12. A majority of the Board members (Directors plus Officers) shall constitute a quorum for the transaction of business at a Board Meeting. Every act or decision made by a majority of the Directors and Officers present at a meeting duly held at which a quorum is present shall be the act of the Board. A majority of the authorized number of Directors and Officers plus any Association members present shall constitute a quorum for the transaction of business at the Annual Business Meeting or any properly called Special Association Meeting. At these meetings, any business on a previously published agenda may be transacted by a simple majority vote. Parliamentary procedures to be followed in all meetings of the Association shall be those specified in “Robert’s Rules of Order.”

13. The President, if present, shall preside at every meeting of the Board. If the President is not present, (in order of precedence) the Vice-President, Secretary or Treasurer may act as chair-person. The Board meeting must be adjourned if none of the elected Officers is present.

14. Roles of Directors and Officers:
President: the President shall have general supervision over the activities and affairs of the Association, subject to the control of the Board. The President may sign and execute, in the name of the Association, any instrument authorized by the Board. The President shall have the discretion to prescribe the duties of other Officers and Board members in a manner not inconsistent with these Bylaws.

Vice-President: the Vice-President shall serve as chairperson of the program committee for the Association’s international and monthly scientific meetings and may, in the absence of the President, sign and execute, in the name of the Association, any instrument authorized by the Board.

Secretary: the Secretary shall maintain the membership records of the Association, ensure that the elections to the Board are performed according to the procedure outlined in these Bylaws, record the decisions of the Board in the minutes of Board meetings and maintain a history of the Association. The Secretary shall give, or cause to be given, notice of all meetings.

Treasurer: the Treasurer shall be responsible for maintaining the financial records of the Association and ensuring that all income and expenditures are in compliance with applicable tax law, the Association’s Bylaws and the aims and objectives of the Association. The Treasurer will be responsible for filing the Association’s tax returns, planning the annual budget, solicitation of financial support for the Association from organizations with an interest in inflammation research and treatment, and will submit an annual financial report.

Directors: the Directors shall determine the policies of the Association in accordance with its Bylaws, shall plan scientific meetings, shall authorize expenditure of funds, and shall be available to serve on sub-committees designated by the Board.

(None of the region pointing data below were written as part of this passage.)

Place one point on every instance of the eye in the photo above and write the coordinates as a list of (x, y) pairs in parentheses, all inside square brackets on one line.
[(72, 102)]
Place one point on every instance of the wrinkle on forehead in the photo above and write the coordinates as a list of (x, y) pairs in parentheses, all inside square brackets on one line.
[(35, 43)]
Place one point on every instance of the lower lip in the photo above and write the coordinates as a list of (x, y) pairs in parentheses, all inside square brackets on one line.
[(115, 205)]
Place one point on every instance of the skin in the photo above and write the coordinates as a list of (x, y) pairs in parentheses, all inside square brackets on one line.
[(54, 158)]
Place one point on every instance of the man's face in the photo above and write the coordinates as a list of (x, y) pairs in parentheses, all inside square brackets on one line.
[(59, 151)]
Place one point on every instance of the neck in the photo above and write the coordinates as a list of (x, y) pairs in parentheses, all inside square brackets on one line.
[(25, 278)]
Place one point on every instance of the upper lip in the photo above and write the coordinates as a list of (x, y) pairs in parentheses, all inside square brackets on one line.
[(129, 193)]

These committees include, but are not limited to: the Scholarship Committee, the Organizing Committees for conferences, the Newsletter Committee, the External Collaboration Committee.

15. Directors and Officers who do not attend at least 30% of the Board meetings held in any one year can be dismissed by a majority decision of the other Officers and Directors. A replacement Director may be selected by a majority decision of the Board from among the members of the Association, without a ballot of all members.

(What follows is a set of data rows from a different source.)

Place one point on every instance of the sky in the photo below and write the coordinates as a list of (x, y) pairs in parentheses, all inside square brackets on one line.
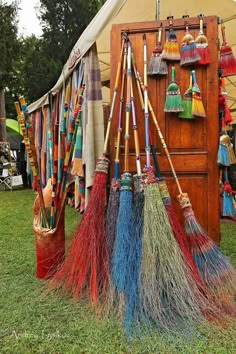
[(28, 21)]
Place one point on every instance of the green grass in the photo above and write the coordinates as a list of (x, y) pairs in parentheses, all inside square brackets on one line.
[(32, 323)]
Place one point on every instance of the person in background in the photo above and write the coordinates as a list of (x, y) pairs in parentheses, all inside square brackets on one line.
[(21, 164)]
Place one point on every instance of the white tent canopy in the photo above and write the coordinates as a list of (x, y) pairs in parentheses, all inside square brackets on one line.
[(129, 11)]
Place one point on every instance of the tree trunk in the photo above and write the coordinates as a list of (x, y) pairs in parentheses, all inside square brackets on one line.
[(3, 129)]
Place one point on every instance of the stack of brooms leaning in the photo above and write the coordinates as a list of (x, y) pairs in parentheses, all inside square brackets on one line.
[(131, 254)]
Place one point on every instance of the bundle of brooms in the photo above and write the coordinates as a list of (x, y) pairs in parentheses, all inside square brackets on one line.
[(214, 268), (86, 269)]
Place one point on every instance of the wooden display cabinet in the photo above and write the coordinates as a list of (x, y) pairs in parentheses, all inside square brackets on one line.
[(193, 144)]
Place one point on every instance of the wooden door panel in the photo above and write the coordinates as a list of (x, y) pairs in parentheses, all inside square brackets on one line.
[(193, 144)]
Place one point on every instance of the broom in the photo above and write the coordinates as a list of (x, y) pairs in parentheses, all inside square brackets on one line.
[(225, 139), (227, 61), (197, 104), (165, 293), (157, 66), (30, 148), (202, 45), (173, 101), (214, 268), (188, 51), (86, 266), (120, 258), (72, 133), (113, 203), (187, 102), (171, 47)]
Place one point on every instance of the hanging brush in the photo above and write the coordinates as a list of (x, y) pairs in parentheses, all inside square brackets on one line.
[(85, 269), (187, 101), (214, 268), (205, 299), (228, 203), (113, 203), (132, 306), (225, 139), (124, 218), (157, 66), (202, 45), (198, 109), (227, 114), (173, 101), (227, 61), (166, 296), (171, 46), (188, 51)]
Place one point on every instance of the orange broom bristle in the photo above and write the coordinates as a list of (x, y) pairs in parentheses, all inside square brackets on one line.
[(227, 61), (197, 104), (171, 46), (202, 45)]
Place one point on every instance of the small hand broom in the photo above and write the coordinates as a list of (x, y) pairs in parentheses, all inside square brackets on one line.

a. The fiscal year of the Association shall be set by resolution of the Board of Directors.
b. Except as otherwise provided by law, these Bylaws and the Articles of Incorporation of the Association may be amended or repealed by action of the Board of Directors. The Board shall seek the approval of the membership of the Association when such proposed amendments represent a substantive change in the Instruments of the Association.
c. Newly elected Officers and Board members shall take office immediately following the Association’s Biennial International Scientific Meeting held in late September or early October of that election year.

Approved by the Board of the Inflammation Research Association on November 19, 1992.